TalkTalk CEO Dido Harding has admitted underestimating the challenge of ensuring the company’s cyber security was up-to-scratch, in light of the catastrophic data breach it suffered in 2015.

The security breach, in which 156,656 TalkTalk customers had their personal details accessed, cost the firm £60m.  It also led to 95,000 customers abandoning the company as a result of this IT security breech.   In the 2015 Ponemon study “Cost of Data Lost” lost business has potentially the most severe financial consequences for an organization. The cost increased from a total average cost of $1.33 million in 2014 to $1.57 million in 2015. This cost component includes the abnormal turnover of customers, increased customer acquisition activities, reputation losses and diminished goodwill. The growing awareness of identity theft and consumers’ concerns about the security of their personal data following a cyber security breach has contributed to the increase in lost business.

“We thought we had taken security seriously. We were underestimating the challenge,” Dido Harding told the Financial Times. Harding added that generally companies were not asking the right questions when it came to cyber security.

“The danger is we are asking the wrong question: are we safe? It’s a lazy question because the only really safe way is not being online. We tend to see security as a technology issue not a business one,” she said.

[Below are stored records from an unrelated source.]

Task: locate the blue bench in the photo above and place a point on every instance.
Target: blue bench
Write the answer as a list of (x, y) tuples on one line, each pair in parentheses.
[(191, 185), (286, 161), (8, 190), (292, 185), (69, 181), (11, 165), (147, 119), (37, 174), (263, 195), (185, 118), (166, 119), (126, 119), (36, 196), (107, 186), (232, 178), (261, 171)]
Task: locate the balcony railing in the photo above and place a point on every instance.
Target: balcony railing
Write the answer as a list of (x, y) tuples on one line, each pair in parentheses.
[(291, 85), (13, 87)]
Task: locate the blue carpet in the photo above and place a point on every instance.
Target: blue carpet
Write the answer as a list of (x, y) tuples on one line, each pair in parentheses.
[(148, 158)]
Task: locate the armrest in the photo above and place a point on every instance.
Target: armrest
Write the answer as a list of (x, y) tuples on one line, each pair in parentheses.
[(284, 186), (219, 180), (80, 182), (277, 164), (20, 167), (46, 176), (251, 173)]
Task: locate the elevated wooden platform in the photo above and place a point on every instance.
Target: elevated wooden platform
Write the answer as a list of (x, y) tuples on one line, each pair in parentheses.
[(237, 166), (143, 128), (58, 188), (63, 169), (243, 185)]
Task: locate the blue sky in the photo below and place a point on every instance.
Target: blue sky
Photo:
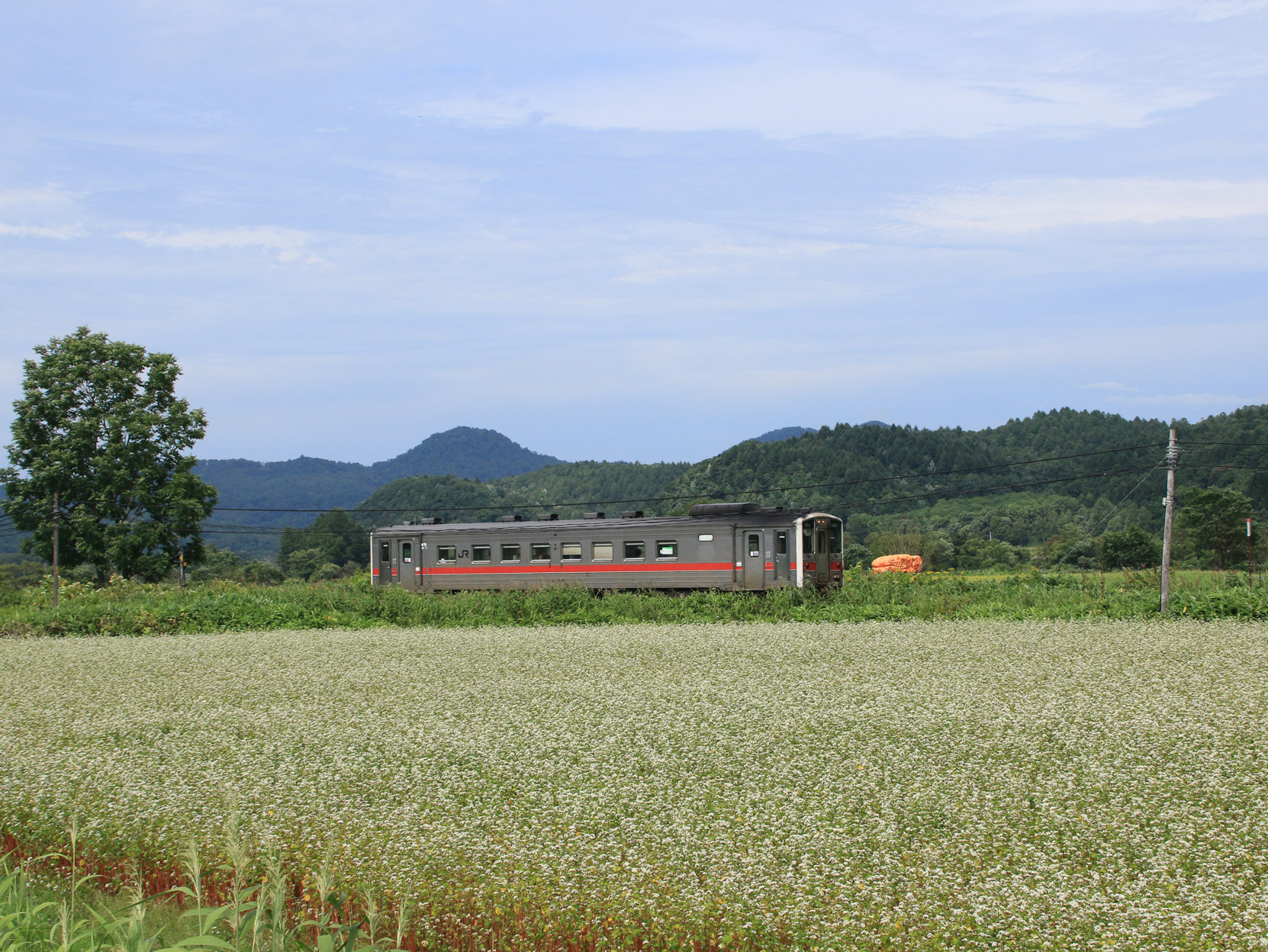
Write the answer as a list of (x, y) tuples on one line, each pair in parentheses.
[(641, 230)]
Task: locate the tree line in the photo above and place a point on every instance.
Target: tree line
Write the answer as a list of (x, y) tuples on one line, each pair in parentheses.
[(101, 459)]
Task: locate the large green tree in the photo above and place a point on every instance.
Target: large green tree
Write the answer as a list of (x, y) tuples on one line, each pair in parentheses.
[(99, 426), (333, 538), (1214, 523)]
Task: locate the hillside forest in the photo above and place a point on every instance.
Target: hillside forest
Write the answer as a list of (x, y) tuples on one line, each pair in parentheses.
[(1072, 488), (960, 498)]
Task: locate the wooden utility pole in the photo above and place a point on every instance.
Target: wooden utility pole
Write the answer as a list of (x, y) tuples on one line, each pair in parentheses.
[(55, 551), (1172, 457)]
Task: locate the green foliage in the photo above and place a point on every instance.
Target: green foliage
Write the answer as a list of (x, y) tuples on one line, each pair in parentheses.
[(262, 573), (333, 538), (99, 426), (47, 904), (352, 603), (1130, 548), (1214, 523), (457, 500), (452, 498), (825, 459), (988, 555), (217, 563), (317, 483)]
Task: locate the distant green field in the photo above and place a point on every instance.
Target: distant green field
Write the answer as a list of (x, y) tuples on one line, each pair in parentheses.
[(1060, 785), (127, 609)]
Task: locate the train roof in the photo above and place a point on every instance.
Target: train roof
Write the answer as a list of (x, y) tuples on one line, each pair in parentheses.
[(762, 516)]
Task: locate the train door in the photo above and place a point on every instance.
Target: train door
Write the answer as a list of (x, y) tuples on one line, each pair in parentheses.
[(822, 549), (781, 557), (754, 555), (383, 572), (810, 559), (408, 562)]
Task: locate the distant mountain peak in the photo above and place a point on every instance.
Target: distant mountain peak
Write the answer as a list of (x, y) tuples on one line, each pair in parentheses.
[(784, 433), (465, 452)]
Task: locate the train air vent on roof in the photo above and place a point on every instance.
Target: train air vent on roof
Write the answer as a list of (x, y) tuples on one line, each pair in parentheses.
[(724, 509)]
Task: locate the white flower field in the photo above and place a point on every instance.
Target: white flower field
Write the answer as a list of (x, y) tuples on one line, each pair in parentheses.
[(944, 785)]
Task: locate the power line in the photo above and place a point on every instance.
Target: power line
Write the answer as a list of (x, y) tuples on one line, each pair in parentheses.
[(925, 474), (938, 494)]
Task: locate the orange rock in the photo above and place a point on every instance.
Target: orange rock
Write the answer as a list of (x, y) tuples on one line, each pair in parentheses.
[(898, 563)]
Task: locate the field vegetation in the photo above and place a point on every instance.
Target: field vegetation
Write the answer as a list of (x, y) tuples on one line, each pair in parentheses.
[(348, 600), (813, 786)]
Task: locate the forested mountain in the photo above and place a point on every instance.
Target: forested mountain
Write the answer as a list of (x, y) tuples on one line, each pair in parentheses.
[(1099, 472), (784, 433), (1042, 481), (588, 486), (310, 483)]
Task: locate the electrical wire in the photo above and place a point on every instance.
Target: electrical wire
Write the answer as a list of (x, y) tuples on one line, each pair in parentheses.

Not just large companies making the same mistake

According to the recently released Small Business Reputation and the Cyber Risk report released by the UK Government’s Cyber Streetwise campaign, SMEs are underestimating the impacts a cyber-attack could have on their operations.  The survey shows that 93% of the SMEs surveyed don’t consider how a cyber-attack could impact upon their reputation. Less than a third of small companies who reported that they haven’t suffered a security breach said that the potential harm caused by an attack is an ‘important’ consideration.

The Cyber Myth – It won’t happen to us…..

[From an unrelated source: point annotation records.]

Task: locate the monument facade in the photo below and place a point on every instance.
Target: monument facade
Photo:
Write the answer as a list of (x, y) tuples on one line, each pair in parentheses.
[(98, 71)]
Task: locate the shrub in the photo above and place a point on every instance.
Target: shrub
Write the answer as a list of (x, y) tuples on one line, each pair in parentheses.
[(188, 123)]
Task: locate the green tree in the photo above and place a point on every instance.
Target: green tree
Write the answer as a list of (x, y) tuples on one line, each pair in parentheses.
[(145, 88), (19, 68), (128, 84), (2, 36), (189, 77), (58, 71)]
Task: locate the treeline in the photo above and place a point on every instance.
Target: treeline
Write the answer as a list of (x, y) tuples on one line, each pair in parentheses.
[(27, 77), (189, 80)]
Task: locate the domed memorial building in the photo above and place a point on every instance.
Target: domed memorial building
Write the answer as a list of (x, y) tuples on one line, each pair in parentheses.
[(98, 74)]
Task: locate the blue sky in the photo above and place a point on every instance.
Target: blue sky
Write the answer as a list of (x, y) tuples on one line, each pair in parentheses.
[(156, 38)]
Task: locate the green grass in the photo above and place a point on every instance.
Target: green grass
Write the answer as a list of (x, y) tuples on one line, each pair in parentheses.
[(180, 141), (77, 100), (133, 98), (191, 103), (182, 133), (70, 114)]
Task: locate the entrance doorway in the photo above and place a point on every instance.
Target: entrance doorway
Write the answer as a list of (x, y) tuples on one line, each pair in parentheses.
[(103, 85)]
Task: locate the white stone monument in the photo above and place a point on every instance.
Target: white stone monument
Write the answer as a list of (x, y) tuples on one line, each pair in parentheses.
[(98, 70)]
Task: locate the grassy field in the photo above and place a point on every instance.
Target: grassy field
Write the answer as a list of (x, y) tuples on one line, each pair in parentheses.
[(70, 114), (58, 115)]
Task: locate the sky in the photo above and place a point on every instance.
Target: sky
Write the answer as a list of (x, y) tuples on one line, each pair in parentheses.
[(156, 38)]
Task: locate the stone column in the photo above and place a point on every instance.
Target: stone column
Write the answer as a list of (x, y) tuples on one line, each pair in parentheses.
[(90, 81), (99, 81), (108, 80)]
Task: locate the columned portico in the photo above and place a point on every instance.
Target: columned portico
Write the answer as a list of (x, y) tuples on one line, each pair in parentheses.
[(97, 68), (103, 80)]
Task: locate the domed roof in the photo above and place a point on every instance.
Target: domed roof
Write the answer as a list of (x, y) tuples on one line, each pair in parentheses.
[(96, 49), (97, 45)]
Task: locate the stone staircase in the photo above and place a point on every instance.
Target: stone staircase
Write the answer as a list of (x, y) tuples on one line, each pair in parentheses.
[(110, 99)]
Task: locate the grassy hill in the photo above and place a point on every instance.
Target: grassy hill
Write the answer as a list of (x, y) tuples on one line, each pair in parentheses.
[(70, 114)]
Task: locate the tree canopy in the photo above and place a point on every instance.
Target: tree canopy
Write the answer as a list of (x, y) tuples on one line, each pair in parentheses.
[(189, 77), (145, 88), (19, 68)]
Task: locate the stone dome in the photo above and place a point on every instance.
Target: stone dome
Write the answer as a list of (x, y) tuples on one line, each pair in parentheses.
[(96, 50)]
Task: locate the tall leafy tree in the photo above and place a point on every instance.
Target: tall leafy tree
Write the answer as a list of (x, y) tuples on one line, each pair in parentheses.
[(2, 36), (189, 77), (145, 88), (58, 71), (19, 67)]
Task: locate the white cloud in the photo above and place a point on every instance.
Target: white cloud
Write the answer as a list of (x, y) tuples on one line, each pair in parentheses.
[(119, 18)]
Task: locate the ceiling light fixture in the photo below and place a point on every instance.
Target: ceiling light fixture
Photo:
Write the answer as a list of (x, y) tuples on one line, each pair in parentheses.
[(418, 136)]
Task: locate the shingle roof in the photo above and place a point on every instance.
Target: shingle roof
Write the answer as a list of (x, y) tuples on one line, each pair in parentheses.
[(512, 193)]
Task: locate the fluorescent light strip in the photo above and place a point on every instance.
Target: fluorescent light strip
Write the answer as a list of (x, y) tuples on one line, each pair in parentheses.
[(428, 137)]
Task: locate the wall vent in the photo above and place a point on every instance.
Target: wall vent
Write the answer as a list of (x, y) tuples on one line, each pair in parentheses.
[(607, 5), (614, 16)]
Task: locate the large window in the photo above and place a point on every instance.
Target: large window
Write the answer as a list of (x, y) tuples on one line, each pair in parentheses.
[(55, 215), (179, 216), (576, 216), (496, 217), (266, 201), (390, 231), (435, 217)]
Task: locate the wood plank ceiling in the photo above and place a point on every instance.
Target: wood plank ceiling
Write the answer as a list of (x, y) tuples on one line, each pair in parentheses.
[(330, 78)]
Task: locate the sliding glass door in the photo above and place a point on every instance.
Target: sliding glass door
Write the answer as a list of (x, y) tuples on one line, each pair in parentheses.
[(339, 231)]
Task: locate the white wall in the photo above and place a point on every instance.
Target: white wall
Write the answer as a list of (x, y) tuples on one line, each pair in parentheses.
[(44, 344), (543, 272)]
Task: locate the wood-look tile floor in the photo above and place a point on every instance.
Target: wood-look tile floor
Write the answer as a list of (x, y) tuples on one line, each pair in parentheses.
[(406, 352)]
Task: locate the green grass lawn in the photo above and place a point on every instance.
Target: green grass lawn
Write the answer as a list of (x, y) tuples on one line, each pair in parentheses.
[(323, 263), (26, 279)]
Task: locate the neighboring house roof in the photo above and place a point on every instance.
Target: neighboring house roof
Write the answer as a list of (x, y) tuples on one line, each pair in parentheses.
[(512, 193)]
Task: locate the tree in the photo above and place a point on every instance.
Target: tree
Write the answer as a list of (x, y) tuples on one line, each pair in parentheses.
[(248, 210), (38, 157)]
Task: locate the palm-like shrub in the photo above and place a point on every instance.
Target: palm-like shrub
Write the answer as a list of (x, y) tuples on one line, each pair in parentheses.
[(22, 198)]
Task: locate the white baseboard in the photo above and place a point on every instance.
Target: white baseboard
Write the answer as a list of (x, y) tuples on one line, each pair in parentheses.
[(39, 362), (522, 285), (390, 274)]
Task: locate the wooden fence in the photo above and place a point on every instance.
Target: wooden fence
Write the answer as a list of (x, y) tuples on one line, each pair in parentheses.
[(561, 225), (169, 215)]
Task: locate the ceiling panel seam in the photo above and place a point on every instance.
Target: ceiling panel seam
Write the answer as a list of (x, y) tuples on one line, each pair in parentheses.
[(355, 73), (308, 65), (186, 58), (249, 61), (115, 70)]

Half of small businesses (51%) surveyed think it’s unlikely or very unlikely that they’d be a target for an attack, which perhaps helps to explain why only a third feel ‘completely prepared’ for a cyber security breach (33%). What’s more, 68% of those small businesses surveyed who have never been a victim of a cyber breach think there is little to no risk of them becoming one.  89 % of the small businesses surveyed who have experienced a breach said it impacted on their reputation. Those who experienced a breach said the attack led to:

  • 31 % Brand damage
  • 30 % Loss of clients
  • 29 % Ability to win new business

What’s clear is that protecting business’ data not only helps secure reputation, but puts small businesses in a strong and competitive position to offer the service that customers now expect.

Companies failing to adequately protect their data from cyber breaches don’t just put a few documents at risk. Losing valuable data can have a lasting and devastating impact on a company’s finances, customer base, ability to grow – and ultimately its reputation.